Rambus intends to offer two families of interface cells: one for consumer devices and graphics accelerators; and the other for interfaces to bulk memory in PCs, servers and the like. In consumer and graphics applications DRAMs are soldered down in close proximity to an SoC, providing a fixed, carefully controlled electrical path between interface IP and memory ICs. In bulk-memory applications, the path runs through connectors and DIMMs, with considerably more parasitics and variability.

Rambus designers felt that the two environments could not be bridged using a single-interface cell design without unacceptable compromises. So the company created an output structure for each.

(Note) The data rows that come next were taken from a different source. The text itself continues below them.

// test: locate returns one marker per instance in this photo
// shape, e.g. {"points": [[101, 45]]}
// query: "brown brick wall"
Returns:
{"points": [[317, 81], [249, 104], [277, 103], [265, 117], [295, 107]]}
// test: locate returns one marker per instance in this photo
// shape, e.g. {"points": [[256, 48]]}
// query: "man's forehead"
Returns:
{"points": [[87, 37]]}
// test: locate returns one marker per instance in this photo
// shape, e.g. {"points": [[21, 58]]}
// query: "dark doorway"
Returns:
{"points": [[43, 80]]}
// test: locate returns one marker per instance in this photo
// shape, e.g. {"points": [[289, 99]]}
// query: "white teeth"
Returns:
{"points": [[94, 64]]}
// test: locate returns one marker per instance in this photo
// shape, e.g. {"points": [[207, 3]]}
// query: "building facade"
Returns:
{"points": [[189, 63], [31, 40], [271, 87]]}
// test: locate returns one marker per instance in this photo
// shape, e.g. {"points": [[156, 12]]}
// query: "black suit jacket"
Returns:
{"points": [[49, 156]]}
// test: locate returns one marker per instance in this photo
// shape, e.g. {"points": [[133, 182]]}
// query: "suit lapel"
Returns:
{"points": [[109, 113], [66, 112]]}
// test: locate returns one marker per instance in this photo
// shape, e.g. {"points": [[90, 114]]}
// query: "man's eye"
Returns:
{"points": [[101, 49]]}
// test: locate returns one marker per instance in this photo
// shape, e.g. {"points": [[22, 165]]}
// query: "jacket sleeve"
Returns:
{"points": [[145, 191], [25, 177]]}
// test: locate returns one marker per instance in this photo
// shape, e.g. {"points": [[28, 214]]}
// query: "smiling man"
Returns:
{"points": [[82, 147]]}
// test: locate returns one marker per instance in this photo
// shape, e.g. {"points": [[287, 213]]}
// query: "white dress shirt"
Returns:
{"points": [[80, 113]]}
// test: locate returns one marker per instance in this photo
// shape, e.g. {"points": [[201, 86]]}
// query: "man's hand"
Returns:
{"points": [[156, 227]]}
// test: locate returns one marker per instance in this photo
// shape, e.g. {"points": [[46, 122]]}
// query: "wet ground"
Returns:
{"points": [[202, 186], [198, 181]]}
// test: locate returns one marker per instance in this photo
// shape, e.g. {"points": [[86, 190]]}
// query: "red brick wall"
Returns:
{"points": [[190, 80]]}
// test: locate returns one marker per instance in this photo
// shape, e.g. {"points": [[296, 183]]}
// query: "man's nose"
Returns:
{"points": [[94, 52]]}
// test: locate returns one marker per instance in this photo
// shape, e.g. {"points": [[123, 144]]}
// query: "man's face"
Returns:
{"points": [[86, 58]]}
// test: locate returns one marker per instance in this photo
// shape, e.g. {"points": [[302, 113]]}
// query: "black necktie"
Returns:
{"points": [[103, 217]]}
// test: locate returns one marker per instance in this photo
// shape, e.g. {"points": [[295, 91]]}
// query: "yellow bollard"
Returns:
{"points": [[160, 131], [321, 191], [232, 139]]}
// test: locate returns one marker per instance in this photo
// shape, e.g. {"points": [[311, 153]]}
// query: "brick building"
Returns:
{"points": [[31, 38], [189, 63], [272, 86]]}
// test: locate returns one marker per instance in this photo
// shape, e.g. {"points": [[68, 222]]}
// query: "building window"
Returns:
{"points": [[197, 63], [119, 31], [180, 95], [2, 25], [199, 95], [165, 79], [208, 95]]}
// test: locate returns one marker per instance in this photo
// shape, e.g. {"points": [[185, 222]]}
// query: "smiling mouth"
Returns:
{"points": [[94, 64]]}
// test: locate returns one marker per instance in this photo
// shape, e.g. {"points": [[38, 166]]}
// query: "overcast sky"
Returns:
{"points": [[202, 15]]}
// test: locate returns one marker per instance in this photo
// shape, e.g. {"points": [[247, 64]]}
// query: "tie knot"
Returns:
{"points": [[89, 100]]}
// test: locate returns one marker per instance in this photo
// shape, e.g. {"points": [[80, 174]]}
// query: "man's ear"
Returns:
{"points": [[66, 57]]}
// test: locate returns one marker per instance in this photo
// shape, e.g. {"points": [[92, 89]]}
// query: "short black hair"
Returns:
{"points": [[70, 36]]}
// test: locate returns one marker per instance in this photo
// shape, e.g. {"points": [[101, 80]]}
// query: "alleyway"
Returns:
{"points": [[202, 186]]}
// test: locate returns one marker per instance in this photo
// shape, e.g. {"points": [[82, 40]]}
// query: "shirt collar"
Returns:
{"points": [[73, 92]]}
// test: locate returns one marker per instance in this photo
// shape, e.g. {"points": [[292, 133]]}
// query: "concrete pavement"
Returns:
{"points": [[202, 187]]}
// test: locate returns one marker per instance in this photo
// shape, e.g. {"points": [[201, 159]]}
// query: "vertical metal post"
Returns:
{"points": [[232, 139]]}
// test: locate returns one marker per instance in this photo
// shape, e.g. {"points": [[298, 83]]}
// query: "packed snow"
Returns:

Within each family will be two branches: a mainstream profile and a performance profile, each a different hard macro. In the consumer/graphics family, the mainstream interface will support GDDR1 at 400MHz to 1GHz and DDR2 at 400MHz to 800MHz. The cell is available for TSMC's 130nm process. In the third quarter Rambus expects to release the performance version, supporting GDDR1/3 at up to 1.6GHz and DDR2 at 400MHz to 800MHz.

As an added differentiation, the performance cell will also support Rambus' recently announced XDR DRAM interface. This is no mean feat, Warmke said, as GDDR is a single-ended signaling scheme while XDR is a 4GHz (with plans for 8GHz) differential-mode interface. Supporting both with a single cell, and allowing a user to select the mode at startup, meant remapping the interface pins so that single-ended I/Os and reference voltage inputs became signal pairs.

This also required close attention to the allocation and routing of signals within the interface itself, as the differential signals need to be paired up in routing, but the single-ended signals need to be separated from their neighbors as much as possible. Rambus designers accomplished the task, however, creating an interface cell that is register-configurable for either spec.

Thus system designers can use a single set of pins on one version of their SoC for boards stuffed with either GDDR or XDR memories. This allows a vendor to offer a huge range of memory bandwidth with a single-chip design and only limited changes in board art.

Bulk-memory versions of these cells will follow. This presents a complex product-management problem, since Rambus could potentially find itself with four different cells to support in several foundries. Warmke said the strategy will be to start with foundries and processes that are likely to serve a range of design teams. Then additional foundries and even captive processes could be supported by special arrangement-that is, for extra bucks.

Rambus' silicon validation methodology is rigorous, requiring numbers of split-lot test chip runs and extensive characterization. This conservatism will have to relax a little to support such a diverse product line.